1143 - Quantifying Pan-Cancer Immune Temperature to Predict Patient-Specific Radiation Response and Outcome

11:00am - 11:05am PT

Room 159

Presenter(s)

Awino Maureiq Ojwang', PhD - MD Anderson Cancer Center, Houston, TX

A. M. E. Ojwang'¹, M. U. Zahid¹, A. Aiurova^1,2, T. Nguyen^1,2, and H. Enderling¹; ¹MD Anderson Cancer Center, Department of Radiation Oncology, Houston, TX, ²UTHealth Houston, Rad Onc Research Dept, Houston, TX

Purpose/Objective(s): Clinical success of radiotherapy (RT) is at least in part due to the synergy with a patient’s immune system. The high heterogeneity in tumor-immune contexture within and across different cancer types highlights the need to quantify an immune temperature – beyond hot or cold – to fully decipher the optimal RT dose, dose fractionation, sequence, and timing of RT +/- other therapies. We hypothesize that we can use pretreatment tumor-immune composition to generate an immune temperature map to predict individual response and outcome to RT. Our objectives are to generate a pan-cancer immune temperature map using a data-driven approach and to validate the map on a separate, well-characterized retrospective clinical cohort.

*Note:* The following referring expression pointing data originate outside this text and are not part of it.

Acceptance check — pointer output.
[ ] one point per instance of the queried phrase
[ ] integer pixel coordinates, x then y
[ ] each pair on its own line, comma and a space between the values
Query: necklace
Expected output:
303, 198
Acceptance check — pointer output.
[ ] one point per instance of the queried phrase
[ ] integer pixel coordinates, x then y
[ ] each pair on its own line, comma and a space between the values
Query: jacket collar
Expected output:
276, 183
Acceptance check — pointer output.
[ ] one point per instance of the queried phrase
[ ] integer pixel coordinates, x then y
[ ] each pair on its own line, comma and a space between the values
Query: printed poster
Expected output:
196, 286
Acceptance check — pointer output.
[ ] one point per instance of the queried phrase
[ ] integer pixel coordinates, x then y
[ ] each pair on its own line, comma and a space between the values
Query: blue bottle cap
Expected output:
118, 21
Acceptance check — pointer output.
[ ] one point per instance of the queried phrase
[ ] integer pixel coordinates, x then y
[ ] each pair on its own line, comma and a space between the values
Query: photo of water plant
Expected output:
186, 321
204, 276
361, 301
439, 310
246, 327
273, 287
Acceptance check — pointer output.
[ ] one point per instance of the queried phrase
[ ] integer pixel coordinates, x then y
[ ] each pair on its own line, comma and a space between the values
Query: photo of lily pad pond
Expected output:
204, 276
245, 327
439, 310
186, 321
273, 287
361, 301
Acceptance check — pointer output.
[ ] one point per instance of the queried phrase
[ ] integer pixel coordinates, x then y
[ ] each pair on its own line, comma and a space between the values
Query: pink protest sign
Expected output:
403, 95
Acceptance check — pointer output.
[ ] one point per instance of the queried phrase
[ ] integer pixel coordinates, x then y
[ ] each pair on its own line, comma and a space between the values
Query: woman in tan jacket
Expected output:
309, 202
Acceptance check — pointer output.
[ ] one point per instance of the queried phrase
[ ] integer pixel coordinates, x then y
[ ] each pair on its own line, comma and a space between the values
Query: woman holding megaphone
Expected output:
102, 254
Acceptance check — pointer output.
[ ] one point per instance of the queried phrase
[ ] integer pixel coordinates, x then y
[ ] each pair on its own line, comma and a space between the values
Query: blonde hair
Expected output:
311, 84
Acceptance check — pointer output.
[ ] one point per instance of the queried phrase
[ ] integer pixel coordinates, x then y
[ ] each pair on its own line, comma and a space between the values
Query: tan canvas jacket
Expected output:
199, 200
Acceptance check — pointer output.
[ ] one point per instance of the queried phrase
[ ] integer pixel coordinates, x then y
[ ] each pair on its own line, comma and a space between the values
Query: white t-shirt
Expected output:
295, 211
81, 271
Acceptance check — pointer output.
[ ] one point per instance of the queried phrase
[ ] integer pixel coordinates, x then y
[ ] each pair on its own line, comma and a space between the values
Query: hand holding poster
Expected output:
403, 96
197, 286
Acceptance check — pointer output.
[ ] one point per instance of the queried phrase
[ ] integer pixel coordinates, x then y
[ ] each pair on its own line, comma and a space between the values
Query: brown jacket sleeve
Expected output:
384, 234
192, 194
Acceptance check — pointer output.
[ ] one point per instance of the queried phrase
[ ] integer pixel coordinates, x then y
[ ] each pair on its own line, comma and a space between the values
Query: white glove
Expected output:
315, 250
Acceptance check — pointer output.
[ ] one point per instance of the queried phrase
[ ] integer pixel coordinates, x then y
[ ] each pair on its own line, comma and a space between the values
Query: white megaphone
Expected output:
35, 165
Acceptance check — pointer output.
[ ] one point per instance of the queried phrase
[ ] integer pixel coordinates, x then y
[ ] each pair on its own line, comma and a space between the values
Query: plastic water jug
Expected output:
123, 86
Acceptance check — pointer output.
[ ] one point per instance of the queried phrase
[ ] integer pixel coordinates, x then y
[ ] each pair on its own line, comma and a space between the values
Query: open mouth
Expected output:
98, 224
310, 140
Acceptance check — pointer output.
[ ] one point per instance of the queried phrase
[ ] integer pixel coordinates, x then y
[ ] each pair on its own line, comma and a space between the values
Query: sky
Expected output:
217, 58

Materials/Methods: We analyzed untreated biopsy tissues of 10,469 patients across 31 tumor types. We used CIBERSORT to characterize the cell composition of tumor tissues and estimated the presence of anti- and pro-tumor immune phenotypes within tumor mixtures. For each patient, we map the frequency of tumor cells (T), as well as anti-tumor (E) and pro-tumor (S) immune cells on a trilinear coordinate simplex, which represents every possible proportion of T, E, and S. Next, we generated an optimal immune temperature, 0-100°, and validated the pan-cancer immune temperature in a separate cohort of 50 non-small cell lung cancer (NSCLC) patients who underwent conventional fractionated RT (n = 30 with locoregional control (LRC); n = 20 with locoregional failure (LRF)).

Results: The diverse patient-specific tumor-immune compositions across 31 tumor types were sufficient to generate an immune temperature map that is consistent with literature reports and the clinical effectiveness of RT. First, we showed that immune temperature correlates with LRC after RT in NSCLC. The immune temperature distribution for patients with LRC was significantly higher than in the LRF cohort (mean 52.08° vs. 36.03°, p=0.007). Next, we showed that patients with an above-median immune temperature (42.3°) had significantly better overall survival than patients with lower immune temperatures (p=0.014). Finally, we show a negative correlation of the molecular radiosensitivity index (RSI) with immune temperature (r=-0.39, p=0.005).

Conclusion: We present a clinically validated immune temperature to predict patient-specific radiation response and outcome, which will help guide clinical decision-making poised to improve RT personalization.